= 1990s in the Republic of the Congo =

Republic of the Congo-related events during the 1990s

The 1990s in the Republic of the Congo, starting with a collapse of the People's Republic of the Congo single party government and the promise of multi-party democracy, gradually slid into political controversy, culminating in a 1997-99 Civil War.

After decades of turbulent politics, in 1992 Congo completed a transition to multi-party democracy. Ending a long history of one-party Marxist rule, a specific agenda for this transition was laid out during Congo's national conference of 1991 and culminated in August 1992 with multi-party presidential elections. Sassou-Nguesso conceded defeat and Congo's new president, Professor Pascal Lissouba, was inaugurated on August 31, 1992.

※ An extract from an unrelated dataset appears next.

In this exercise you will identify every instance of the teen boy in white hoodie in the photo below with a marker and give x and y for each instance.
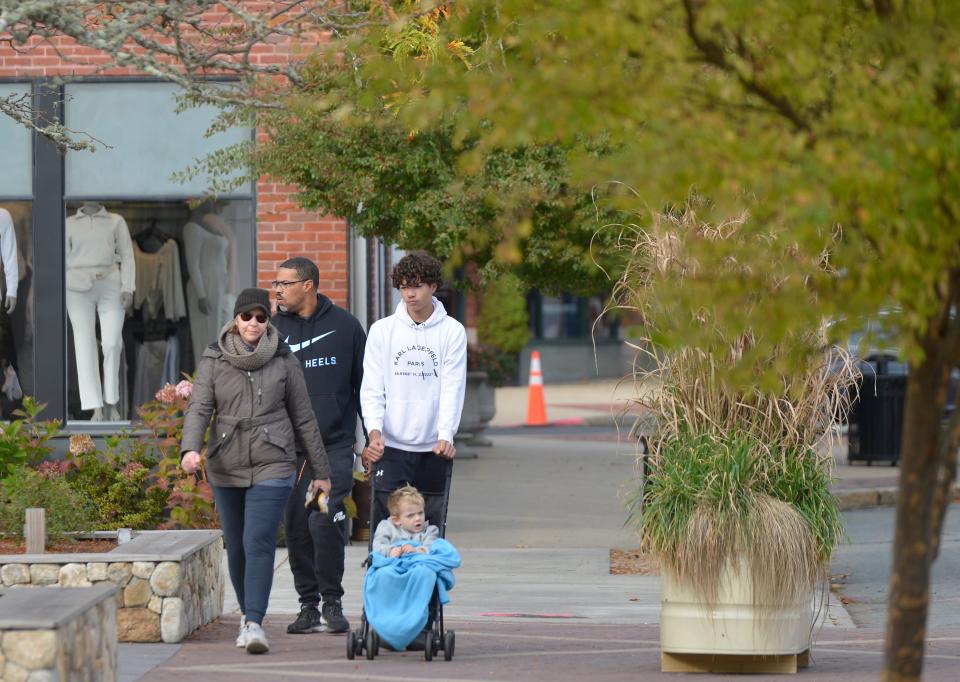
(414, 375)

Congolese democracy experienced severe trials in 1993 and early 1994. The President dissolved the National Assembly in November 1992, calling for new elections in May 1993. The results of those elections sparked violent civil unrest in June and again in November. In February 1994 the decisions of an international board of arbiters were accepted by all parties, and the risk of large-scale insurrection subsided.

However, Congo's democratic progress derailed in 1997. As presidential elections scheduled for July 1997 approached, tensions between the Lissouba and Sassou camps mounted. The Congolese army, loyal to President Lissouba, attacked Sassou's compound in Brazzaville on June 5. While the Army said the operation was to search for arms, Sassou used the incident as a casus belli for armed insurrection, igniting a 4-month conflict that destroyed or damaged much of Brazzaville. Lissouba traveled throughout southern and central Africa in September, asking the governments of Rwanda, Uganda, and Namibia for assistance. Laurent Kabila, the new-President of the DRC, sent hundreds of troops into Brazzaville to fight on Lissouba's behalf. About 1,000 Angolan tanks, troops, and MiG fighter jets and arms donated by the French-government bolstered Sassou's rebels. Together these forces took Brazzaville and Pointe-Noire in the morning of 16 October. Lissouba fled the capital while his soldiers surrendered and citizens began looting. France had put its 600 citizens in Brazzaville, mostly oil workers, on alert for evacuation, but ultimately decided against the measure. Soon thereafter, Sassou declared himself president and named a 33-member government.

In January 1998 the Sassou regime held a National Forum for Reconciliation to determine the nature and duration of the transition period. The Forum, tightly controlled by the government, decided elections should be held in about 3 years, elected a transition advisory legislature, and announced that a constitutional convention would finalize a draft constitution. However, the eruption in late 1998 of fighting between Sassou's government forces and an armed opposition disrupted the transitional return to democracy. This new violence also closed the economically vital Brazzaville-Pointe-Noire railroad; caused great destruction and loss of life in southern Brazzaville and in the Pool, Bouenza, and Niari regions; and displaced hundreds of thousands of persons. However, in November and December 1999, the government signed agreements with representatives of many, though not all, of the rebel groups. The December accord, mediated by President Omar Bongo of Gabon, called for follow-on, inclusive political negotiations between the government and the opposition.